Finally, we have the fluorescent substance of Pyrophorus and fireflies, which Dubois first called pyrophorin,
but later, adopting McDermott's terminology, speaks of as luciferesceine. This Dubois regards as a substance intensifying the light and modifying its color by changing invisible into visible rays. As we have seen, this theory, while attractive, will not stand the test of critical examination.
Phipson's noctilucin, while the first name for the photogen of luminous animals, is too vague a substance, chemically, to warrant a retention of the term. Of the names, luciferin, luciferase, preluciferin or proluciferin, co-luciferase, photogenin, photophelein, oxyluciferin, luciferesceine, I believe that only proluciferin, luciferin, oxyluciferin, luciferase and photophelein stand for substances which are really significant for the theory of light production. Luciferin is the heat resistant, dialyzable substance which takes up oxygen and oxidizes with light production in the presence of the heat sensitive, non-dialyzing, enzyme-like luciferase. The luciferin must come from some precursor, proluciferin, but I have been unable to demonstrate the existence of this body in Cypridina and know nothing definite of its properties. The luciferin oxidizes to oxyluciferin which has the same chemical properties as the luciferin itself and may be reduced to luciferin again by reducing substances in luminous and other animals or by inorganic reducing agents. Photophelein is a name for substances in various animal or plant extracts which are capable of liberating luciferin from some bound condition in solutions containing luciferase. Under this term are included a number of unknown, probably quite different substances, some of which are thermostable and others thermolabile.

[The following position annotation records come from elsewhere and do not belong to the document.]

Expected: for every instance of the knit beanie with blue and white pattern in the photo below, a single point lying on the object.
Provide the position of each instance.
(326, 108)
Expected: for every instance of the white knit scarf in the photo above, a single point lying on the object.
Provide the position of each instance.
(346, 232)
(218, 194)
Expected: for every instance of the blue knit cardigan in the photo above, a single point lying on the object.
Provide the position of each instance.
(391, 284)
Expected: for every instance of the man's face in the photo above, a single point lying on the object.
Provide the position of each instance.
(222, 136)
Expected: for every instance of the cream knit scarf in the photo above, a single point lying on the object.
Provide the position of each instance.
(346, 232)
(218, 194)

We have seen that Bioluminescence is an oxylumines
cence, that the light is probably due to the oxidation of a compound, luciferin, in presence of air and water and that the oxidation is accelerated by an enzyme-like substance, luciferase. We also saw in [Chapter 2] that light production is of fairly common occurrence during the oxidation of many organic compounds, provided the oxidation is carried out in the proper way. Many of these organic compounds must be oxidized by relatively strong alkali or such strong oxidizing agents as would have a very deleterious action on living cells. In 1913, Ville and Derrien, in a short note to the French Academy, "Catalyse Biochemique d'une Oxydation Luminescente," show that lophin could be oxidized by vertebrate blood in the presence of H2O2. In the same year Dubois (1913) found that esculin, the glucoside from horse chestnut bark, would also oxidize and luminesce in presence of blood and H2O2. In these cases the hæmoglobin of the blood acts as a catalyst, transferring oxygen from the H2O2 to esculin or lophin and is to be compared to luciferase, except that luciferase does not require the presence of H2O2.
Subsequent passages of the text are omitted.